Basically you first compute a SHA-1 or MD5 digest (= hash value) from the contents of the file.
When you have a digest, for example, 00e4f56c0de1c61fdb926e79e8a0a65bd12930c9, you generate a file location and filename from the digest. For example, you split the first few characters from the digest to directory structure and rest of the characters to file name. For example:
00e4f56c0de1c61fdb926e79e8a0a65bd12930c9 => some/path/00/e4/f5/6c0de1c61fdb926e79e8a0a65bd12930c9.txt
This way you only need to store the SHA-1 digest of the file to database. You can then always find out the right location and the name of the file.
Directories usually also have maximum number of files they can contain, for example maximum of 32000 subdirectories and files per directory. A directory structure based on this kind of hashing makes it unlikely that you store too many files to same directory. Also using hashing like this make sure that every directory has about the same number of files, you won't get into situation where all your files are in same directory.
The idea is not to change the file content, but rather its name (and path), by using a hash value.
Changing the content with a hash would be disastrous since a hash is normally not reversible.
I'm not sure of the motivivation for using a hash rather than the file name (or even rather than a long random number), but here are a few advantages of the hash appraoch:
the file names on the disk is uniform
the upper or lower parts of the hash value can be used to name the directories and hence distribute the files relatively uniformely
the name becomes a code, making it difficult for someone to
a) guess a file name
b) categorize pictures (would someone steal the hard drive content)
be able to retrieve the filename and location from the file contents itself (assuming the hash comes from such content. (not quite sure which use case would involve this... a bit contrieved...)
The general interest of using a hash is that unlike a file name, a hash is meaningless, and therefore one would require the database to relate images and "bibliographic" type data (name of uploader, date of upload, tags, ...)

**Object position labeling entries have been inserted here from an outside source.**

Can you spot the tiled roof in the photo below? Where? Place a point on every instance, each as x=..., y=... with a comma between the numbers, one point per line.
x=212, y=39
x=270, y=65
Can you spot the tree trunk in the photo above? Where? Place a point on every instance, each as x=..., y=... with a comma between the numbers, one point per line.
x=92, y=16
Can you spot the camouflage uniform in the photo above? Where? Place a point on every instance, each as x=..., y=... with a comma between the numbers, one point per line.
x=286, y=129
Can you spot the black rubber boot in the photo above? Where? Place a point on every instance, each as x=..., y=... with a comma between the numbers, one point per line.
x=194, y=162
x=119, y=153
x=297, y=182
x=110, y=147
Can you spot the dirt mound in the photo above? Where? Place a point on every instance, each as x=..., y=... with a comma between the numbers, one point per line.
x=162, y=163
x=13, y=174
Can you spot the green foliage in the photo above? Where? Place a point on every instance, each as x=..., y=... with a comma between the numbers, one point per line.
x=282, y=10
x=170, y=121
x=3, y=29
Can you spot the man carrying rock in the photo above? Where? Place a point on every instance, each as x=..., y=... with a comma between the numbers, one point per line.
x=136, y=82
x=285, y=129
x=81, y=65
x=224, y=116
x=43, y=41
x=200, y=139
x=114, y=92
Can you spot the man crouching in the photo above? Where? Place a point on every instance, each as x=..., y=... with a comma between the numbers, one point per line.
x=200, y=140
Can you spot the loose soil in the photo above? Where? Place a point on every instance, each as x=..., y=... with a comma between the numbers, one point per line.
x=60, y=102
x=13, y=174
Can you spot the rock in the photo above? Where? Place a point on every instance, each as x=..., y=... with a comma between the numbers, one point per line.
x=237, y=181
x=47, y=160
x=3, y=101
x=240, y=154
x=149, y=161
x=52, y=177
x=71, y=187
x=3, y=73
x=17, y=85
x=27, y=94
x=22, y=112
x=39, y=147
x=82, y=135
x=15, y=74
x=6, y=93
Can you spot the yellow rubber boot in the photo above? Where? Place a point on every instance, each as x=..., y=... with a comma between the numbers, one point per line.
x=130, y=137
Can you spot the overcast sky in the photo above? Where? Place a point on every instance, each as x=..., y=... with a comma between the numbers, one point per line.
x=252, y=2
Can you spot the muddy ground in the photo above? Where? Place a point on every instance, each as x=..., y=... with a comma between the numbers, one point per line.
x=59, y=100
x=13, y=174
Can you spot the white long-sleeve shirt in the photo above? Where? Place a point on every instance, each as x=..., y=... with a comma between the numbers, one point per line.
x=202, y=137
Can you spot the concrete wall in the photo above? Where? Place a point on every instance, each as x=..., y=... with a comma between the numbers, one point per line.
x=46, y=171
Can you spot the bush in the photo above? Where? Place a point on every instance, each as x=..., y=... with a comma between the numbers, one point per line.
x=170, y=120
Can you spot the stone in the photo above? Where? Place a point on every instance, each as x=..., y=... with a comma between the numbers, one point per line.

In thinking about it, re-reading the referenced SO response, I don't really see much of an advantage of a hash, as compared to, say, a random number...
Furthermore... some hashes produce a numeric value, typically expressed in hexadecimal (as seen in the refernced SO question) and this could be seen as wasteful, by making the file names longer than they need to be, and hence putting more stress on the file system (bigger directories...)
One advantage I see with storing files using their hash is that the file data only needs to be stored once and then can be referenced multiple times within your database. This will save you space if you have a different users uploading the exact same file.
However the downside to this is when a user deletes what they think is there file from your app, you can't just physically delete the file from disk because other users that uploaded the same exact file may still be using it.
The idea is that you need to come up with a name for the photo, and you probably want to scatter the files among a number of directories. One easy way to come up with a unique name is to use the hash.
So the beginning of the hash was peeled off for a multi-level directory structure and the rest of the hash was used for a filename for the jpg.
This has the additional benefit of detecting duplicate uploads.